Rare cases of NMS have been reported with Seroquel. Clinical manifestations of NMS are hyperpyrexia, muscle rigidity, altered mental status, and evidence of autonomic instability irregular pulse or blood pressure, tachycardia, diaphoresis, and cardiac dysrhythmia.
Additional signs may include elevated creatinine phosphokinase, myoglobinuria rhabdomyolysis and acute renal failure. The diagnostic evaluation of patients with this syndrome is complicated.
In arriving at a diagnosis, it is important to exclude cases where the clinical presentation includes both serious medical illness e. Other important considerations in the differential diagnosis include central anticholinergic toxicity, heat stroke, drug fever and primary central nervous system CNS pathology.
The management of NMS should include: There is no general agreement about specific pharmacological treatment regimens for NMS. If a patient requires antipsychotic drug treatment after recovery from NMS, the potential reintroduction of drug therapy should be carefully considered.
The patient should be carefully monitored since recurrences of NMS have been reported.
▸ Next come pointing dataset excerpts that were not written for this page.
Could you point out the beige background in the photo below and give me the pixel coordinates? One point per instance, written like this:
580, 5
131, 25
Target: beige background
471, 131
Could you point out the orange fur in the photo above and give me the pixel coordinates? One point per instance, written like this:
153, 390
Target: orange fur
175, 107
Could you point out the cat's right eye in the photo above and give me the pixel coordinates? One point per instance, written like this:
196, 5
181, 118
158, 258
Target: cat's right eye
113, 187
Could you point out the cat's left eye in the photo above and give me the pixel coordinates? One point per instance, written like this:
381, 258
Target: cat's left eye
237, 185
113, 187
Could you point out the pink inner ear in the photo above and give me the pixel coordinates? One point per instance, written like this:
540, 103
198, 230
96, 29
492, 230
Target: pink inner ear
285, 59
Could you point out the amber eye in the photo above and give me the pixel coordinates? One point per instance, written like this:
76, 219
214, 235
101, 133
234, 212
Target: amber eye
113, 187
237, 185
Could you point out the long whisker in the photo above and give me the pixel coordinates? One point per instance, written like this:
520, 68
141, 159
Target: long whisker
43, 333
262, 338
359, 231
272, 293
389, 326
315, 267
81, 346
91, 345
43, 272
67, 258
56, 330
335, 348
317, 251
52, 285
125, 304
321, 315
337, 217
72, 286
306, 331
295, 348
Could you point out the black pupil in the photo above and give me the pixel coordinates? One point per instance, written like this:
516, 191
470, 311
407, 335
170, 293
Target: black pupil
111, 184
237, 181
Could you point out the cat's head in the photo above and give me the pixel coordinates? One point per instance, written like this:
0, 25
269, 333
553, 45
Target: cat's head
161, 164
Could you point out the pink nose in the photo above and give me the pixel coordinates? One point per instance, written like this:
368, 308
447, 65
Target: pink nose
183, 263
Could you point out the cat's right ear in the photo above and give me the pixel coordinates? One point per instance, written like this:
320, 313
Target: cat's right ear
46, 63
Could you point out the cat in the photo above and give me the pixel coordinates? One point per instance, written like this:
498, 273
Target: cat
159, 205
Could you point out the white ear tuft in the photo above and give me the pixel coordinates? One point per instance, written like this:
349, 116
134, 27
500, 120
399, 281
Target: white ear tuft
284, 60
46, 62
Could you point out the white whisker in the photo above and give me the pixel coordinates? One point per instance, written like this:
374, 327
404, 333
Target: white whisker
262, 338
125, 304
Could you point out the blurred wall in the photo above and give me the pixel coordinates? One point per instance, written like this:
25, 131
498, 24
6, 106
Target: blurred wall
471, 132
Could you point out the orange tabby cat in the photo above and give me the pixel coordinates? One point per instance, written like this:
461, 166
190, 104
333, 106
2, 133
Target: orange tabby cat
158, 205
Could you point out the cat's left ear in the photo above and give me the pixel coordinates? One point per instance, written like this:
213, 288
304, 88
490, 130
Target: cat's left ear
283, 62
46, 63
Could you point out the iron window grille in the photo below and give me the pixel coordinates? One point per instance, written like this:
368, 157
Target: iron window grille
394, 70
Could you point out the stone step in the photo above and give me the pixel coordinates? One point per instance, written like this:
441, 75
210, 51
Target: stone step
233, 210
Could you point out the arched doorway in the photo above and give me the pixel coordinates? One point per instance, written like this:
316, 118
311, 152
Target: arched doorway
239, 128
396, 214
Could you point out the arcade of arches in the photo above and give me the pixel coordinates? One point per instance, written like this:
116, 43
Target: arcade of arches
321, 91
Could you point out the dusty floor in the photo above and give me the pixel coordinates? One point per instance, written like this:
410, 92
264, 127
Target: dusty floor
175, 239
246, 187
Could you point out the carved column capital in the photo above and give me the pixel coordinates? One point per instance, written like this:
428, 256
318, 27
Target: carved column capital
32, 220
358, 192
While all of indomethacin and colchicine for gout drugs in the class have been shown to produce some metabolic changes, each drug has its own specific risk profile.
Onions and sulfur allergies some patients, a worsening of more than one of the metabolic parameters of weight, blood glucose, and lipids was observed in clinical studies. Changes in these metabolic profiles should be managed as clinically appropriate. Hyperglycemia, in some cases extreme and associated with ketoacidosis or hyperosmolar coma or death, has been reported in patients treated with atypical antipsychotics, including quetiapine.
Assessment of the relationship between atypical antipsychotic use and glucose abnormalities is complicated by the possibility of an increased background risk of diabetes mellitus in patients with schizophrenia and the increasing incidence of diabetes mellitus in the general population.
Given these confounders, the relationship between atypical antipsychotic use and hyperglycemia-related adverse reactions is not completely understood. However, epidemiological studies suggest an increased risk of treatment-emergent hyperglycemia-related adverse reactions in patients treated with the atypical antipsychotics.
Precise risk estimates for hyperglycemia-related adverse reactions in patients treated with atypical antipsychotics are not lactose intolerance and diabetes. Patients with an established diagnosis of diabetes mellitus who are started on atypical antipsychotics should gaugler and alzheimers and seroquel monitored regularly for worsening of glucose control, gaugler and alzheimers and seroquel.
Patients with risk factors for diabetes mellitus e. Any patient treated with atypical antipsychotics should be monitored for symptoms of hyperglycemia including polydipsia, polyuria, polyphagia, and weakness. Patients who develop symptoms of hyperglycemia during treatment with atypical antipsychotics should undergo fasting blood glucose testing.
In some cases, hyperglycemia has resolved when the atypical antipsychotic was discontinued; however, some patients required continuation of anti-diabetic treatment despite discontinuation of the suspect drug.